The source stressed that Ant has refused to share the data in order to retain a competitive advantage, and that the plan to allow financial institutions across China to share consumer credit information has nearly failed.

Voice of Hope reports that Ma is a member of the Communist Party and has close ties to a number of powerful families with Jiang faction backgrounds. And which is more dangerous in the hands of Jack Ma than in the hands of the Chinese Communist Party, whose big data has always involved public privacy? In fact, Ma has also used the information in Ali’s hands to help authorities maintain stability and crack down on dissidents.

According to reports, the Ant Group has made loans to 500 million people, with most of the lending funds coming from about 100 commercial banks that cooperate with the Ant Group. According to the agreement, the risk of default is mainly borne by the banks, while Ant Group earns profits as a middleman.

It is reported that Ma has not appeared in public for more than two months after publicly criticizing the Communist Party’s financial regulatory system. The Financial Times reported on Jan. 1 that Ma did not attend the second final of the “Startup Africa” reality show last November, as planned, and was replaced by Alibaba executive Peng Lei as a judge.

In August last year, Ma said on social media that he would be a judge in the final of the “Startup Africa” competition led by the Jack Ma Foundation.

A spokesman for Alibaba said Ma was unable to judge the final due to “scheduling conflicts,” but did not disclose Ma’s whereabouts, according to the UK’s Daily Mail. People also noticed that Jack Ma’s photo was removed from the show’s webpage.

Ma and the Alibaba Group, which he controls, have been subjected to a series of purges by authorities after Ma publicly criticized Communist Party regulators at a financial summit on the Bund in Shanghai on Oct. 24 last year. On Nov. 2 last year, Ma was suddenly interviewed by four major regulators: the Central Bank, the Banking and Insurance Regulatory Commission, the Securities Regulatory Commission and the State Administration of Foreign Exchange. Subsequently, Ant Group’s IPO was halted, all Ant platform online storage products were forced to be removed from the shelves, and Alibaba was investigated for “violating anti-monopoly laws”.

Bloomberg previously cited a source familiar with the matter as saying that Ma was advised by authorities to stay in China as early as early December. In other words, Jack Ma has actually been banned from leaving the country under border control.
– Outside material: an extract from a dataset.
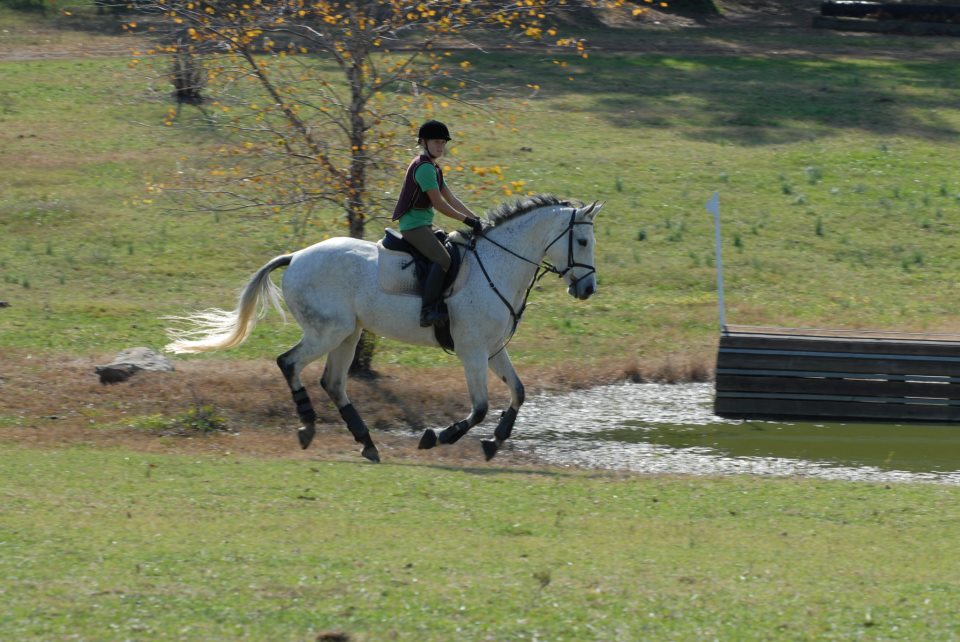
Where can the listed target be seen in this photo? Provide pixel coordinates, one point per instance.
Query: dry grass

According to Tang Hao, a veteran media personality and host of “Crossroads,” the Chinese Communist Party’s chokehold on Ant and its heavy-handed investigation of Alibaba highlight the rising infighting among the Communist Party’s factions, which has led to a firefight in the economic war.

According to Zhang Zhuan, a financial scholar at Kunming University, Ma is nothing more than a white glove and a proxy holder of CCP assets, and it would be a matter of minutes to take back his power and wealth. If he doesn’t have better dedication, his situation will get worse and worse.